Monday, September 28, 2020

Swine Flu Sweeps the Globe

The World Health Organization has reported that 1300 cases of Swine Flu have been confirmed worldwide. 149 deaths alone have been reported in Mexico, where the virus appears to have started. The United States has not yet reported any deaths, despite 40 known cases of infection in New York, Texas, California, Kansas and Ohio. Cases have also been reported Scotland, Israel, Spain, and New Zealand.

The U.S. Center for Disease Control announced that it would recommend no nonessential travel to Mexico “out of an abundance of caution.” Another method of precaution will be that border patrols in ports and airports will ask travelers about their health. Seven of these cases have been found in U.S.-Mexico border areas including Imperial and San Diego counties in California, as reported by the California Department of Public Health.

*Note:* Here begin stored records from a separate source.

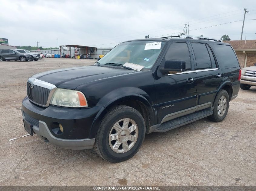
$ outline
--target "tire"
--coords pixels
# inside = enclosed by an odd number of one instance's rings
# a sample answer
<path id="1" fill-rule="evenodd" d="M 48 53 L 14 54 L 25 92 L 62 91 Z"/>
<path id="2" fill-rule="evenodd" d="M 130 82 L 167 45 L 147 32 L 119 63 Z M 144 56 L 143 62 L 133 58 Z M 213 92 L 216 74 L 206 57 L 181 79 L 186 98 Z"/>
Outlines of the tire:
<path id="1" fill-rule="evenodd" d="M 20 58 L 20 60 L 21 62 L 26 62 L 27 61 L 27 59 L 24 56 L 21 56 Z"/>
<path id="2" fill-rule="evenodd" d="M 220 122 L 225 119 L 229 107 L 229 96 L 226 90 L 223 90 L 219 92 L 213 106 L 213 114 L 208 116 L 208 118 L 212 121 Z"/>
<path id="3" fill-rule="evenodd" d="M 109 111 L 101 121 L 93 147 L 106 161 L 113 163 L 124 161 L 138 151 L 145 132 L 145 122 L 138 111 L 128 106 L 118 106 Z M 115 136 L 111 135 L 113 135 Z"/>
<path id="4" fill-rule="evenodd" d="M 248 85 L 248 84 L 240 84 L 240 87 L 242 90 L 249 90 L 250 88 L 251 88 L 251 85 Z"/>

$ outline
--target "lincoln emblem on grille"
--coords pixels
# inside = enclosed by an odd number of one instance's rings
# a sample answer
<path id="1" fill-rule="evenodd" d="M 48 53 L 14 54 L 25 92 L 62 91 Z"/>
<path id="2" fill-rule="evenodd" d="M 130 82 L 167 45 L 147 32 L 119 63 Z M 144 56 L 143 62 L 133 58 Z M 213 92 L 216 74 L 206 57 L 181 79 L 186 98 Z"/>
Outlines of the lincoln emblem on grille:
<path id="1" fill-rule="evenodd" d="M 35 80 L 35 79 L 33 80 L 33 81 L 32 81 L 32 82 L 31 82 L 31 89 L 33 89 L 33 88 L 34 88 L 34 82 Z"/>

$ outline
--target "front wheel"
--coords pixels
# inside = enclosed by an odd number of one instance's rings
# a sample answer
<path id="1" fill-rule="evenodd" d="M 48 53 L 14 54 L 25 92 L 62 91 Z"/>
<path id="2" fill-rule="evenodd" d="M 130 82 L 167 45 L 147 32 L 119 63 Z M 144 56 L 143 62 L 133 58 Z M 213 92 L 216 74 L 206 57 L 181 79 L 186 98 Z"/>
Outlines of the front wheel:
<path id="1" fill-rule="evenodd" d="M 21 62 L 25 62 L 27 61 L 27 59 L 24 56 L 21 56 L 20 58 L 20 60 Z"/>
<path id="2" fill-rule="evenodd" d="M 138 111 L 128 106 L 118 106 L 102 119 L 94 148 L 106 161 L 113 163 L 124 161 L 138 151 L 145 132 L 145 122 Z"/>
<path id="3" fill-rule="evenodd" d="M 229 107 L 229 96 L 226 90 L 221 90 L 218 94 L 213 106 L 213 114 L 208 118 L 213 121 L 221 122 L 226 117 Z"/>
<path id="4" fill-rule="evenodd" d="M 251 85 L 248 84 L 240 84 L 240 87 L 242 90 L 249 90 L 251 88 Z"/>

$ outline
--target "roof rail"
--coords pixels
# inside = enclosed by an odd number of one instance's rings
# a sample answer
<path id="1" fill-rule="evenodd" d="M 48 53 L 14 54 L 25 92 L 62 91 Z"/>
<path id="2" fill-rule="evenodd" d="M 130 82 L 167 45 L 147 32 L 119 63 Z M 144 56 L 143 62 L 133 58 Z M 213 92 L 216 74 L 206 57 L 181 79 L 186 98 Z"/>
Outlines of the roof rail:
<path id="1" fill-rule="evenodd" d="M 213 38 L 208 38 L 208 37 L 198 37 L 198 36 L 192 36 L 191 35 L 184 35 L 180 36 L 179 38 L 185 38 L 193 39 L 193 38 L 196 38 L 198 40 L 212 40 L 213 41 L 217 41 L 218 42 L 222 42 L 222 40 L 220 39 L 217 39 Z"/>

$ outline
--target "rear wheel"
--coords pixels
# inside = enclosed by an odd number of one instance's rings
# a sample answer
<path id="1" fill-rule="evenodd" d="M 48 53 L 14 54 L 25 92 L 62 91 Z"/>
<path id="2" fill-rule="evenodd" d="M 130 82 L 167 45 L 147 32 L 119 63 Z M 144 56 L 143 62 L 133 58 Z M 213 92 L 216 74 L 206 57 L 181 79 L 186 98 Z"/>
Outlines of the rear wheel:
<path id="1" fill-rule="evenodd" d="M 94 148 L 105 160 L 113 163 L 132 157 L 145 137 L 145 123 L 140 113 L 126 106 L 114 108 L 101 123 Z"/>
<path id="2" fill-rule="evenodd" d="M 20 58 L 20 60 L 21 62 L 26 62 L 27 61 L 27 59 L 24 56 L 21 56 Z"/>
<path id="3" fill-rule="evenodd" d="M 251 88 L 251 85 L 248 84 L 240 84 L 240 87 L 242 90 L 249 90 Z"/>
<path id="4" fill-rule="evenodd" d="M 226 90 L 221 90 L 218 94 L 213 106 L 213 114 L 208 118 L 213 121 L 221 121 L 226 117 L 229 107 L 229 96 Z"/>

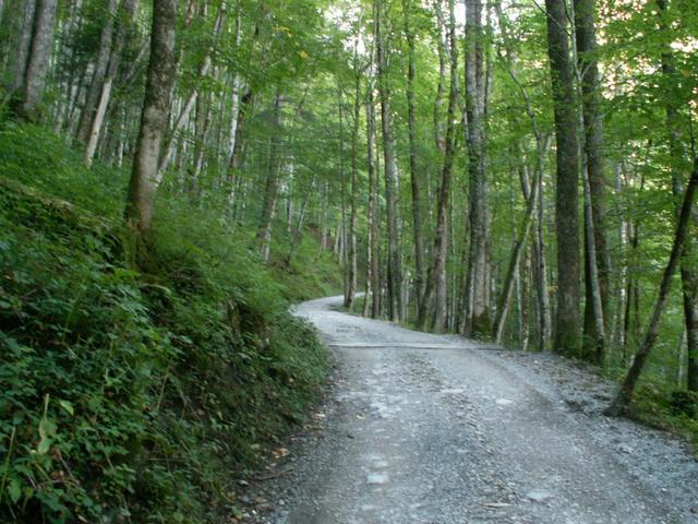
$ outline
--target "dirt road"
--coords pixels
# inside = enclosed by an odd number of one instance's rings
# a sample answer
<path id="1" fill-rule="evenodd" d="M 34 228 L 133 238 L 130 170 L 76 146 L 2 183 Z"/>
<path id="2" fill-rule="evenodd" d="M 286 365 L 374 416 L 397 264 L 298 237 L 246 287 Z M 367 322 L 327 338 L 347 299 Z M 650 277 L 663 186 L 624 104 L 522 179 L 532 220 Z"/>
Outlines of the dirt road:
<path id="1" fill-rule="evenodd" d="M 698 523 L 682 442 L 603 417 L 609 385 L 551 355 L 478 348 L 305 302 L 335 384 L 278 475 L 288 524 Z M 288 472 L 288 473 L 287 473 Z"/>

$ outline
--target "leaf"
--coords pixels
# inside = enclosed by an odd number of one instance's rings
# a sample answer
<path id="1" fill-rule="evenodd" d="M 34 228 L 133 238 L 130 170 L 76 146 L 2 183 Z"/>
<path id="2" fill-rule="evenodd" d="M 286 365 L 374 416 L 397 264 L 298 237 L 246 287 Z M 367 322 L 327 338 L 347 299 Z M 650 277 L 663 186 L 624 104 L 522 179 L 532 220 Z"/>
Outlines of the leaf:
<path id="1" fill-rule="evenodd" d="M 39 455 L 45 455 L 46 453 L 48 453 L 48 450 L 51 448 L 52 443 L 53 441 L 51 439 L 41 439 L 39 445 L 36 448 L 36 452 Z"/>
<path id="2" fill-rule="evenodd" d="M 58 403 L 60 404 L 60 406 L 65 409 L 71 416 L 75 415 L 75 409 L 73 408 L 73 405 L 68 402 L 68 401 L 58 401 Z"/>
<path id="3" fill-rule="evenodd" d="M 41 439 L 47 439 L 49 437 L 53 437 L 56 434 L 56 430 L 57 430 L 57 426 L 56 422 L 44 417 L 41 418 L 41 421 L 39 422 L 39 437 Z"/>
<path id="4" fill-rule="evenodd" d="M 8 495 L 10 495 L 10 500 L 14 504 L 22 498 L 22 483 L 17 477 L 12 478 L 8 484 Z"/>

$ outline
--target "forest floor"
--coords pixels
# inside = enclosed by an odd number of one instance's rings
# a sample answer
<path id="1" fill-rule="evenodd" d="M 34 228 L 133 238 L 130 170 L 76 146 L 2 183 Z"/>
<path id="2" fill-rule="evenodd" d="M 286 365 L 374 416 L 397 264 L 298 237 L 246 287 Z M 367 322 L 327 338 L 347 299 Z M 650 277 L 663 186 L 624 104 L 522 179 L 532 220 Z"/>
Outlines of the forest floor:
<path id="1" fill-rule="evenodd" d="M 335 358 L 325 402 L 255 479 L 243 522 L 698 523 L 698 462 L 601 415 L 613 385 L 504 352 L 304 302 Z"/>

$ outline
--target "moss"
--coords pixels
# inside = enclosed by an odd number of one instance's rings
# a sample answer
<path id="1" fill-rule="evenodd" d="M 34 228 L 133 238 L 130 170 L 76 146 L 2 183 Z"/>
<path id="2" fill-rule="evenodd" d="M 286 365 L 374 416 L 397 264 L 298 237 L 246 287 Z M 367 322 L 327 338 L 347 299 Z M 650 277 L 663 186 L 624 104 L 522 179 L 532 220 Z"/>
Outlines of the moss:
<path id="1" fill-rule="evenodd" d="M 269 270 L 215 210 L 164 194 L 134 271 L 124 186 L 98 181 L 123 174 L 38 128 L 0 140 L 0 521 L 221 522 L 236 472 L 323 382 L 288 306 L 336 266 L 311 274 L 306 238 Z"/>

Ronald Owens, spokesperson for the CDPH said, “Swine flu is a respiratory disease of pigs caused by type A influenza viruses that causes regular outbreaks in pigs.”

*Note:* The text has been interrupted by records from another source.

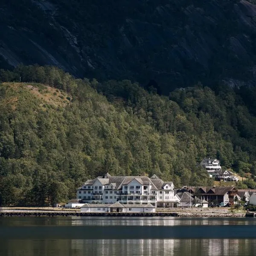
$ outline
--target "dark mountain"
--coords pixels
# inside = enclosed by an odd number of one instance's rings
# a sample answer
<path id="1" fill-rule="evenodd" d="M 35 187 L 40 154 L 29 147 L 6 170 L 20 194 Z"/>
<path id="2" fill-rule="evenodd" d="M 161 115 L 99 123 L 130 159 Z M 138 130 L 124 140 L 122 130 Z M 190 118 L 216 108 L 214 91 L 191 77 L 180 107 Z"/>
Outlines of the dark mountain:
<path id="1" fill-rule="evenodd" d="M 256 6 L 246 1 L 1 2 L 0 67 L 52 64 L 164 93 L 255 81 Z"/>

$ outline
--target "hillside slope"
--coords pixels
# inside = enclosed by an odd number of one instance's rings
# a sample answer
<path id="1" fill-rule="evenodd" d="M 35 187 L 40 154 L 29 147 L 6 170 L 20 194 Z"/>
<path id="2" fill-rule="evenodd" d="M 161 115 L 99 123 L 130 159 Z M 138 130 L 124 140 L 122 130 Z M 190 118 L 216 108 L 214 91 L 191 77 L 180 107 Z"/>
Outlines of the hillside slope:
<path id="1" fill-rule="evenodd" d="M 256 6 L 244 0 L 3 0 L 0 11 L 0 67 L 52 64 L 166 94 L 255 83 Z"/>
<path id="2" fill-rule="evenodd" d="M 168 98 L 128 80 L 100 83 L 54 67 L 23 68 L 1 72 L 38 83 L 0 84 L 0 204 L 64 201 L 107 172 L 155 174 L 176 187 L 210 185 L 196 167 L 206 156 L 256 174 L 256 119 L 230 89 L 215 95 L 198 86 Z"/>

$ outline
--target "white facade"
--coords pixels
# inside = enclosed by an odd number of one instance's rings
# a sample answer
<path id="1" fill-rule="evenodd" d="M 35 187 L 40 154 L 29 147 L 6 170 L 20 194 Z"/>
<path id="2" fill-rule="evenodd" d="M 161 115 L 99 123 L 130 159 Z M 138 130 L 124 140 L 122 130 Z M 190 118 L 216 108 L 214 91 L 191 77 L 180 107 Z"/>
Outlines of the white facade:
<path id="1" fill-rule="evenodd" d="M 111 176 L 88 180 L 77 189 L 77 199 L 88 204 L 147 204 L 173 206 L 179 202 L 172 182 L 164 182 L 155 175 Z"/>
<path id="2" fill-rule="evenodd" d="M 199 165 L 209 172 L 212 172 L 217 170 L 221 170 L 221 166 L 220 165 L 218 160 L 215 158 L 204 158 Z"/>
<path id="3" fill-rule="evenodd" d="M 256 205 L 256 193 L 253 193 L 249 198 L 249 203 L 253 205 Z"/>

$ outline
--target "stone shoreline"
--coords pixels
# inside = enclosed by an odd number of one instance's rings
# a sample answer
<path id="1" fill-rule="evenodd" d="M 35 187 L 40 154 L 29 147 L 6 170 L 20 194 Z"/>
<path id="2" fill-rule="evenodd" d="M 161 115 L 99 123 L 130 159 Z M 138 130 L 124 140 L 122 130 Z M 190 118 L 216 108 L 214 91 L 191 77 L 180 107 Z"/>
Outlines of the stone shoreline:
<path id="1" fill-rule="evenodd" d="M 245 217 L 243 212 L 178 212 L 178 217 Z"/>

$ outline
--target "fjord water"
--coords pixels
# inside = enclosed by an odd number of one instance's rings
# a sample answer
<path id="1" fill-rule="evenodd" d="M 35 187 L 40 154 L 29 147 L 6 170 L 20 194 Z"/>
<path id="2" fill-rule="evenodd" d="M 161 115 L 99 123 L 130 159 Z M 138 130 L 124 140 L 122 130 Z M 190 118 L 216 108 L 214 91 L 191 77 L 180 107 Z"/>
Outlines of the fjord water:
<path id="1" fill-rule="evenodd" d="M 256 255 L 253 218 L 0 218 L 0 256 Z"/>

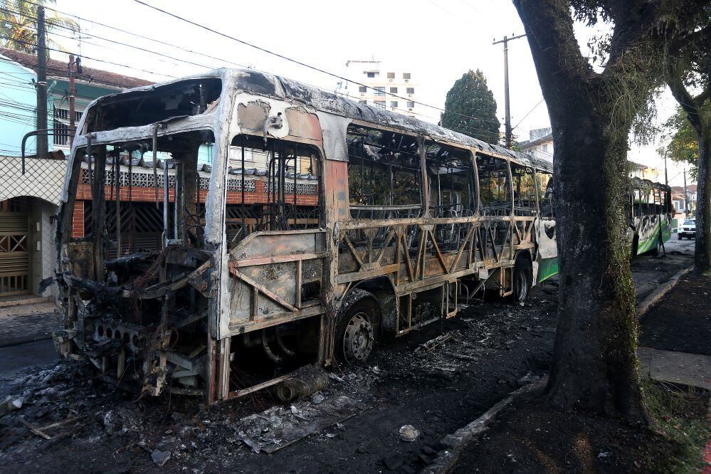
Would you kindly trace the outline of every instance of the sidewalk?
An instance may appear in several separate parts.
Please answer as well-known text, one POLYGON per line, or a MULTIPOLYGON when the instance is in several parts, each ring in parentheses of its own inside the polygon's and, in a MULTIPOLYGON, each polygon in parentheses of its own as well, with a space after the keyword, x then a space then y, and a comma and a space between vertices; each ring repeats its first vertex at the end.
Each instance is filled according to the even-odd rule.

The virus principally attacks pigs, with a low rate of immortality and rarely affects humans. There have been only 12 reported cases of swine flu from December 2005 until February 2009.

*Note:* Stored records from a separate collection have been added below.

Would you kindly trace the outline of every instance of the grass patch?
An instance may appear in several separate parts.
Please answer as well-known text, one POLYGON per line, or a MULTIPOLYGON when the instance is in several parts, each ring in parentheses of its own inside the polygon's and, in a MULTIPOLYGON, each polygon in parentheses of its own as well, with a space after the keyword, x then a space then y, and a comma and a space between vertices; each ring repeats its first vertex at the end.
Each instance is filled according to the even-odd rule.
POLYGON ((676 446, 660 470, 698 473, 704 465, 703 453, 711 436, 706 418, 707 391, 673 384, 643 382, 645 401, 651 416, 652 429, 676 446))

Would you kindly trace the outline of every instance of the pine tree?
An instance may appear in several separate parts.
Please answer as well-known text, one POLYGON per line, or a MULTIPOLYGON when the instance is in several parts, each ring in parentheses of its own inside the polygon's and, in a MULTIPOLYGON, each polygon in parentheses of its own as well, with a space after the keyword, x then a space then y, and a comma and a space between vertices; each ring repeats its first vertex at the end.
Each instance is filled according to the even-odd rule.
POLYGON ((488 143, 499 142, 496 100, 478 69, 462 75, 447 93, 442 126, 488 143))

In a press conference yesterday at the White House, Janet Napolitano, Secretary of Homeland Security said that states and municipalities will receive funds to help with prevention of this epidemic.

The U.S. has declared a “public health emergency,” though Janet Napolitano yesterday cautioned, “That sounds more severe than really it is.”

Napolitano has been designated by President Barack Obama to lead efforts for this epidemic, now that it has already become an epidemic in Mexico. In Mexico City, authorities have closed all schools and universities until further notice because of the virus, and military troops distributed 4 million filter masks in the city of 20 million residents.

According to Mexico City Mayor Manuel Ebrard many of those affected are young adults, “Fifteen people in Mexico City who are suspected to have died from the virus were 25 to 37 years old.” The high proportion of young adults among the fatalities is one of several mysteries about this recent epidemic.